= Jean Lenauer =

Austrian filmmaker and actor

Jean Lenauer was an Austrian-born filmmaker, actor, editor, producer, and distributor.

== Early life ==
Lenauer was born in Vienna on August 9, 1904. At the age of 19, he moved to Paris and worked for several French newspapers and magazines as a film reporter and critic. A 1933 advertisement in The New Republic described Lenauer as "the great Parisian cinema critic."

== Career ==
=== Film distribution ===
Lenauer arrived to New York City in 1935 with a copy of Crime and Punishment, starring Harry Baur. Lenauer showed the film at the Cinema de Paris theater. The film was a hit, endorsed by the National Board of Review, and became the theater's longest-shown film.

Following the success of Crime and Punishment, Lenauer acquired the Filmarte Theater and intended to showcase international films in it.
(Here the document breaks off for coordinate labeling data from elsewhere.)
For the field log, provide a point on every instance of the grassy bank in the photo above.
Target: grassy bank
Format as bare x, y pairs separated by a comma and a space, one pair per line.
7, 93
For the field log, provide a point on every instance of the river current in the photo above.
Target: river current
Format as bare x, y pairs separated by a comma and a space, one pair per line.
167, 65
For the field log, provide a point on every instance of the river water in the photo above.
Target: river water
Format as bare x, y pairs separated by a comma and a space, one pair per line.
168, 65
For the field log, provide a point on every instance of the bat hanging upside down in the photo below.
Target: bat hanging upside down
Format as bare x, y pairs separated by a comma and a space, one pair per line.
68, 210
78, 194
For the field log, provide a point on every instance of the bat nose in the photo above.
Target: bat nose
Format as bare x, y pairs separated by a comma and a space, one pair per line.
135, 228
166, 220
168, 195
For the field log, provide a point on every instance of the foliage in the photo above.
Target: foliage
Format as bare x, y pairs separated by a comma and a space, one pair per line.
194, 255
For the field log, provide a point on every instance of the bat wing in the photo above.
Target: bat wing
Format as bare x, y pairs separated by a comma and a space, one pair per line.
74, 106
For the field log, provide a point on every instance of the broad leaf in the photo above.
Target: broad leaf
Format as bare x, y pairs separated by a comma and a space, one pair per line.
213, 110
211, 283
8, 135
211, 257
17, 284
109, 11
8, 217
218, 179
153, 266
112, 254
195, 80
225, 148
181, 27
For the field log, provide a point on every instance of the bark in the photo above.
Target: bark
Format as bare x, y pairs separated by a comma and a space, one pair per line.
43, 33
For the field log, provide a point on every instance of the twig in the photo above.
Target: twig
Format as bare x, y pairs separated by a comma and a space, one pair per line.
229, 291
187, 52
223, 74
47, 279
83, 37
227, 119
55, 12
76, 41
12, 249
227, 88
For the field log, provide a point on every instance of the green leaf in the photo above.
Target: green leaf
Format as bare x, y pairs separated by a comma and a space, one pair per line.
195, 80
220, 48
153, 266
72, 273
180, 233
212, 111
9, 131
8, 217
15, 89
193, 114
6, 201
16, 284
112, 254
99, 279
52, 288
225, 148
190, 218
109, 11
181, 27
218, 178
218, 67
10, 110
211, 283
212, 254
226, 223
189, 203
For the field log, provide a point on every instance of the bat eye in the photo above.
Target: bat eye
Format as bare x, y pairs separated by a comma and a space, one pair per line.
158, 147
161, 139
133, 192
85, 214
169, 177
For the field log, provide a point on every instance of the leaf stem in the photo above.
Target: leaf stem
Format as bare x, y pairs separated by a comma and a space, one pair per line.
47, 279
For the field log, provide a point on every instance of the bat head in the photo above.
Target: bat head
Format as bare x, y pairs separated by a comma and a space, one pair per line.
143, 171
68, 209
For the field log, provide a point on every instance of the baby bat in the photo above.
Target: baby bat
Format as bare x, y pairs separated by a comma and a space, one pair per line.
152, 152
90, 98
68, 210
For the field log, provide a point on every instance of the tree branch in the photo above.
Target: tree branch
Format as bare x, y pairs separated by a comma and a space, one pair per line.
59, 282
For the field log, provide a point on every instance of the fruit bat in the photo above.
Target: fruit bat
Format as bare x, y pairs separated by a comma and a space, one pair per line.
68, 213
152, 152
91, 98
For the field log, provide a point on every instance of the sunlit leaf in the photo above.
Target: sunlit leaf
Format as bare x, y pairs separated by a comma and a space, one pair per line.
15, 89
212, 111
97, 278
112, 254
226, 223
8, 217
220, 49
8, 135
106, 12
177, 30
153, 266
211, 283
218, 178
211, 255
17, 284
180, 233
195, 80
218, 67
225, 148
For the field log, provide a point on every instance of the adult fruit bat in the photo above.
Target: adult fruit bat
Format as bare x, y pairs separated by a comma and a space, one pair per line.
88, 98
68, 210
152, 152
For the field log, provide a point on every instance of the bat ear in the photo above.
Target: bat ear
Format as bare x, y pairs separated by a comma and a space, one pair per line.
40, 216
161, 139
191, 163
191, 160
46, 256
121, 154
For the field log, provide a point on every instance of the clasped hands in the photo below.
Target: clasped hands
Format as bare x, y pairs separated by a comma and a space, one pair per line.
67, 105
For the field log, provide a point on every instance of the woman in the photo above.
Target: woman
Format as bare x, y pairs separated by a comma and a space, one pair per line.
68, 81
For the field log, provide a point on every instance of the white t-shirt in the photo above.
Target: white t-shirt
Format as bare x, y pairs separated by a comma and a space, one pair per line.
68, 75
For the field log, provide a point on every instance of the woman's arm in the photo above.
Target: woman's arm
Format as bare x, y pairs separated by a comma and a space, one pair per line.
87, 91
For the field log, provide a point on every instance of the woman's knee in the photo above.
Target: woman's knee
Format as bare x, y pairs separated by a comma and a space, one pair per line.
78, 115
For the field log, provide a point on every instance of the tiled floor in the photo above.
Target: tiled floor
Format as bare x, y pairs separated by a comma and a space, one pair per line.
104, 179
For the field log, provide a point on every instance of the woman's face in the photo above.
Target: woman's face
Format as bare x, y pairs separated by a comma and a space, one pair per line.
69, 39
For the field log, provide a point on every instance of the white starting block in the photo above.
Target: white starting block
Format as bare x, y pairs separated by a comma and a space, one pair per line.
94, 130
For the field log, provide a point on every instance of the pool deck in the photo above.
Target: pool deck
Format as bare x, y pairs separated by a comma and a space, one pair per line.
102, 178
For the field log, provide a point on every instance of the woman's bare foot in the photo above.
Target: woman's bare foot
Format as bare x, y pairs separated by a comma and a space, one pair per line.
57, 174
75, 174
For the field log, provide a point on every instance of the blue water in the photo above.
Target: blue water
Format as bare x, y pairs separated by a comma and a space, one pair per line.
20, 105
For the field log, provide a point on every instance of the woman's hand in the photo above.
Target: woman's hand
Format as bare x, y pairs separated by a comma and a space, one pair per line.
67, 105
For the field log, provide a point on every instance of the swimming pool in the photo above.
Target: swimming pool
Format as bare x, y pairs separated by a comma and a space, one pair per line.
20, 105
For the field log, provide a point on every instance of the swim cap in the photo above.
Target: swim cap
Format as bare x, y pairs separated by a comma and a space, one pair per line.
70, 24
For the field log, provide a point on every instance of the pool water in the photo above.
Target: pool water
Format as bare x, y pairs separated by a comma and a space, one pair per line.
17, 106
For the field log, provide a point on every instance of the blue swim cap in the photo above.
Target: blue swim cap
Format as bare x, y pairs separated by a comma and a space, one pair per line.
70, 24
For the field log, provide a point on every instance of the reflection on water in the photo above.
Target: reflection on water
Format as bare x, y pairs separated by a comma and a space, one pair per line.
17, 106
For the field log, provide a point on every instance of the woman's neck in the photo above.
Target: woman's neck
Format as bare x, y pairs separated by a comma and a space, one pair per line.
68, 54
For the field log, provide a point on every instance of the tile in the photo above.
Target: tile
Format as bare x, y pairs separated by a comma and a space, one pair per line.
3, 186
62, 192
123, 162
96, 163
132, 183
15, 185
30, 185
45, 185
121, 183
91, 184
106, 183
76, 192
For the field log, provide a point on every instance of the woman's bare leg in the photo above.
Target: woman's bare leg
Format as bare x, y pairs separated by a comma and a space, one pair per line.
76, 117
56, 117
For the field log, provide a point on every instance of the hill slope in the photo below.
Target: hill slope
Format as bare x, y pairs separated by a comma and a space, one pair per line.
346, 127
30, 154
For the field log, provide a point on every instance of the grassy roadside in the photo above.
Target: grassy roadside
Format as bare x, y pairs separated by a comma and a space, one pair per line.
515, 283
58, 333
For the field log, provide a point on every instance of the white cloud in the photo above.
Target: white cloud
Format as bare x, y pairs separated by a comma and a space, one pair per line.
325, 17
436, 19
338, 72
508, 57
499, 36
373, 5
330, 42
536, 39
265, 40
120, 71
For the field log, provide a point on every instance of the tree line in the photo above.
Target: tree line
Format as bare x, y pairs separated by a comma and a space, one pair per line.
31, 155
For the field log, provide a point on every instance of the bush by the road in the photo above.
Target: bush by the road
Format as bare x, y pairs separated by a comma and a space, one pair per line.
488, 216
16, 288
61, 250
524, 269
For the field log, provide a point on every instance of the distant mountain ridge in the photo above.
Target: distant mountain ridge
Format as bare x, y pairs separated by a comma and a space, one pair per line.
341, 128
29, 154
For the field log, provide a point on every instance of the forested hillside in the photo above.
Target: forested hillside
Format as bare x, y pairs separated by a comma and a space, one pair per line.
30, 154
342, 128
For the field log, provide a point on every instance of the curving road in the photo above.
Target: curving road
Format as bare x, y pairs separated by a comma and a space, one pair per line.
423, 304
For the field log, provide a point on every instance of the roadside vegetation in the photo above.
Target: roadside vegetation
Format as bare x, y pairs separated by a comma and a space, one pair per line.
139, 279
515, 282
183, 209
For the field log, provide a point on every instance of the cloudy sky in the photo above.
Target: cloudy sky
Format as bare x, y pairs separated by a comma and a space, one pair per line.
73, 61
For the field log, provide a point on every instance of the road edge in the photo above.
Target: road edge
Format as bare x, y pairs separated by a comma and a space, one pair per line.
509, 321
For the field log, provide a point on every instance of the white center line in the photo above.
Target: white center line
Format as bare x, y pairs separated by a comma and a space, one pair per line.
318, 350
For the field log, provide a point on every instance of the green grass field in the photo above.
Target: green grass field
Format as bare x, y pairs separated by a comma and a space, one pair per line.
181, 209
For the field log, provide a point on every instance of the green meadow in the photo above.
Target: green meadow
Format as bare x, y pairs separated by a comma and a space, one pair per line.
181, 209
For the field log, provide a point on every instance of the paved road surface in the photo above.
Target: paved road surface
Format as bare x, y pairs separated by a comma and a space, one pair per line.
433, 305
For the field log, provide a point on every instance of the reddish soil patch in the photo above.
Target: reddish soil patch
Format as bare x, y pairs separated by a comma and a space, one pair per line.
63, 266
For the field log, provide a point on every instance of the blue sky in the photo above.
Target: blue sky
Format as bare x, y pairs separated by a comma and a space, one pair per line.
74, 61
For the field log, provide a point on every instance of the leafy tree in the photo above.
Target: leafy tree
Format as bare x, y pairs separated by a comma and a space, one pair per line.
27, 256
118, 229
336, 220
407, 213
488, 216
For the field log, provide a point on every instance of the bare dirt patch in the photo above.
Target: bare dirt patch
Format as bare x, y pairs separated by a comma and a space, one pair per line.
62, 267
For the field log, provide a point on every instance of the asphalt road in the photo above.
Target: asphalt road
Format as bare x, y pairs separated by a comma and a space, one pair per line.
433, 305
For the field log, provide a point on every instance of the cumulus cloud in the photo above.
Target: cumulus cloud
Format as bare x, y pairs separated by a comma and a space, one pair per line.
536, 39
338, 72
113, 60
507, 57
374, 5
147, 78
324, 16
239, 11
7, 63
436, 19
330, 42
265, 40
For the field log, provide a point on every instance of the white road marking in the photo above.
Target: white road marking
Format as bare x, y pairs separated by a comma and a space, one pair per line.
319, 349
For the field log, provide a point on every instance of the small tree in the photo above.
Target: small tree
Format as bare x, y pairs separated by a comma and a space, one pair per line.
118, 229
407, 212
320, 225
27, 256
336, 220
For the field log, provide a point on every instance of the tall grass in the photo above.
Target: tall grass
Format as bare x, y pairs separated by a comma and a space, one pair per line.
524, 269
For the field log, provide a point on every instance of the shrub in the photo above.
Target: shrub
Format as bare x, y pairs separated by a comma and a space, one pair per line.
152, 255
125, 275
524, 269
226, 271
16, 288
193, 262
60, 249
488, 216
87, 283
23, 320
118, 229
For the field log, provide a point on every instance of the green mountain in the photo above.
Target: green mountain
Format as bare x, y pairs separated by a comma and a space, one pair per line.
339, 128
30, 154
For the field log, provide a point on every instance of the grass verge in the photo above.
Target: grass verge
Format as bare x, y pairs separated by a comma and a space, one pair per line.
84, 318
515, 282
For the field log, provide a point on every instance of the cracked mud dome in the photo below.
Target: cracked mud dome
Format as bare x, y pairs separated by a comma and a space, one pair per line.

After Crime and Punishment, I conceived the idea of a theater in New York for the finest foreign films. I felt that there was a large, intelligent public for these films. The theater which I chose, now the Filmarte, was a notorious white elephant. It had been successively a Theater Guild house, the Cort Theater and the John Golden Theater. With the exception of Strange Interlude, most of the legitimate attractions presented there had met with little success. Little wonder, then that motion picture distributors were amazed at my plan and advised me to change my mind. But I asked for it and got what I wanted.
— Lenauer (1938)

=== Filmmaking and editing ===
After World War II, Lenauer became a film editor and producer. He worked as the technical director of the film department of the Museum of Modern Art from 1969 to 1972.

=== Acting ===
Lenauer made his acting debut as the waiter in the 1981 film My Dinner with Andre, directed by Louis Malle and written by star actors Wallace Shawn and André Gregory. The film gave notoriety to Lenauer, who would go on to tour college campuses and discuss his part in the film. Matthew Fishbane of Tablet magazine described Lenauer as "the real star of the movie."

== Personal life ==
Lenauer died in New York City on 23 October 1983 from a cerebral hemorrhage at the age of 79. He was survived by his son, Michael, and daughter, Katherine.